L’hydrogène vert pourrait devenir une mine d’or pour le Québec, mais à moins d’investir rapidement, ce dernier se fera doubler par les pays qui ont déjà commencé à développer cette filière comme l’Allemagne et l’Australie.

Il y a urgence d’agir, estime une étude réalisée par l’antenne montréalaise de la firme Boston Consulting Group (BCG), que La Presse a pu obtenir. « Le Québec n’investit pas suffisamment dans ce marché et court le risque de rater une belle occasion d’agir », résume Simon-Pierre Monette, associé et directeur général du bureau de Montréal et un des auteurs de l’étude.

Depuis le début de l’année, la filière de l’hydrogène est en ébullition au Québec. La multinationale Air Liquide a investi pour doubler sa production à Bécancour. Hydro-Québec a annoncé un investissement de 200 millions pour construire une usine de production d’hydrogène à Varennes, et une coentreprise formée de Greenfield Global et de l’allemande Hy2gen investira aussi à Varennes dans la production d’hydrogène vert.
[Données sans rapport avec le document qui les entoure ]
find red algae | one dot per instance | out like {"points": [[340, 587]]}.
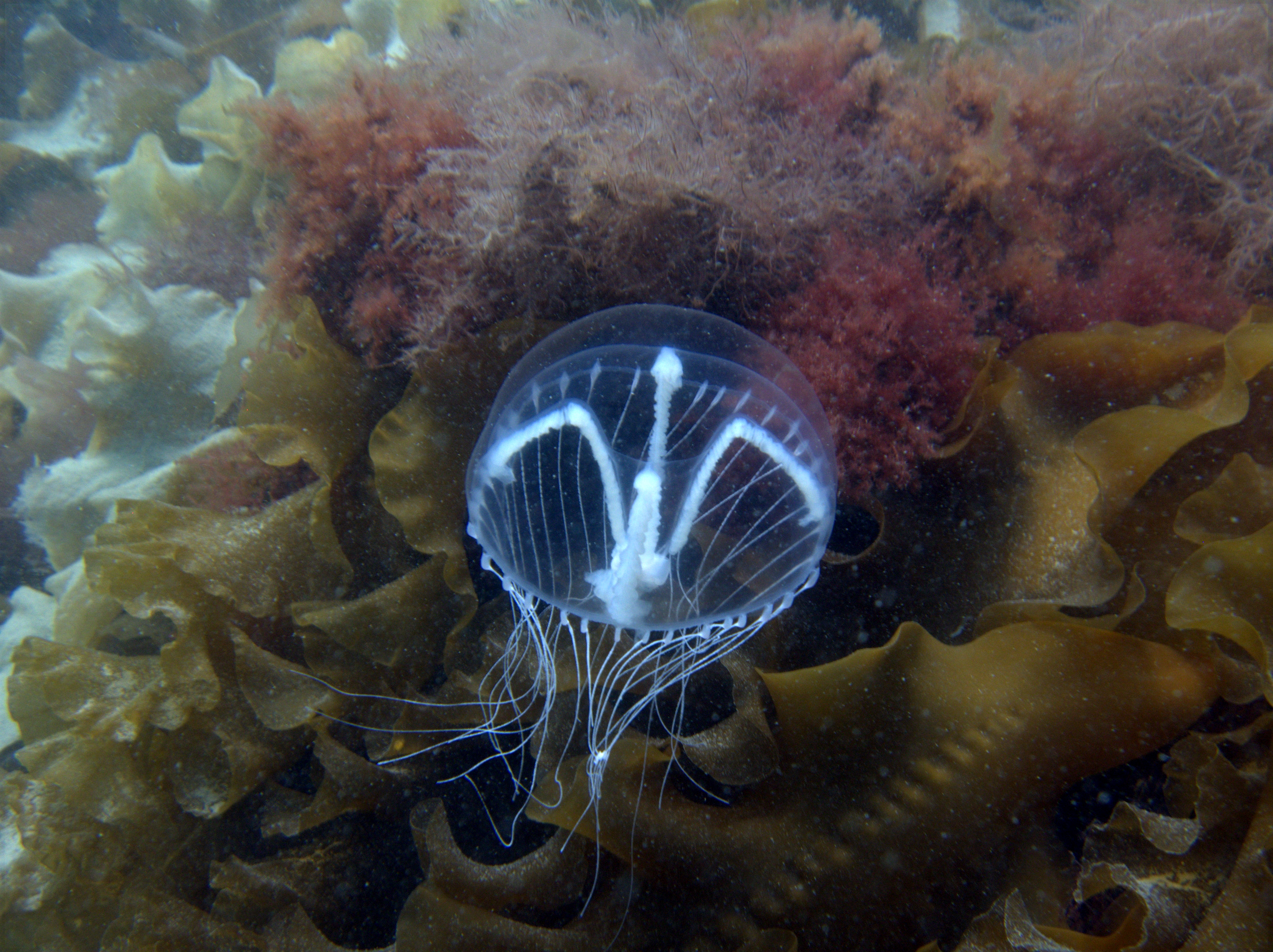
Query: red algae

De son côté, le gouvernement du Québec a annoncé pour l’automne une première stratégie québécoise de production d’hydrogène vert.

« C’est encourageant de voir ces projets, mais on peut en faire plus », explique Simon-Pierre Monette. L’hydrogène vert sera indispensable à la transition énergétique et permettra aux plus grands émetteurs de gaz à effet de serre (GES), comme l’acier et le transport lourd, de se libérer des énergies fossiles.

Boston Consulting Group prévoit que, d’ici 2040, le marché de l’hydrogène vert pourrait atteindre 290 milliards à l’échelle mondiale. À elle seule, l’Amérique du Nord pourrait représenter jusqu’à 21 % de la demande annuelle estimée entre 40 et 146 mégatonnes en 2040, des chiffres qui pourraient encore augmenter.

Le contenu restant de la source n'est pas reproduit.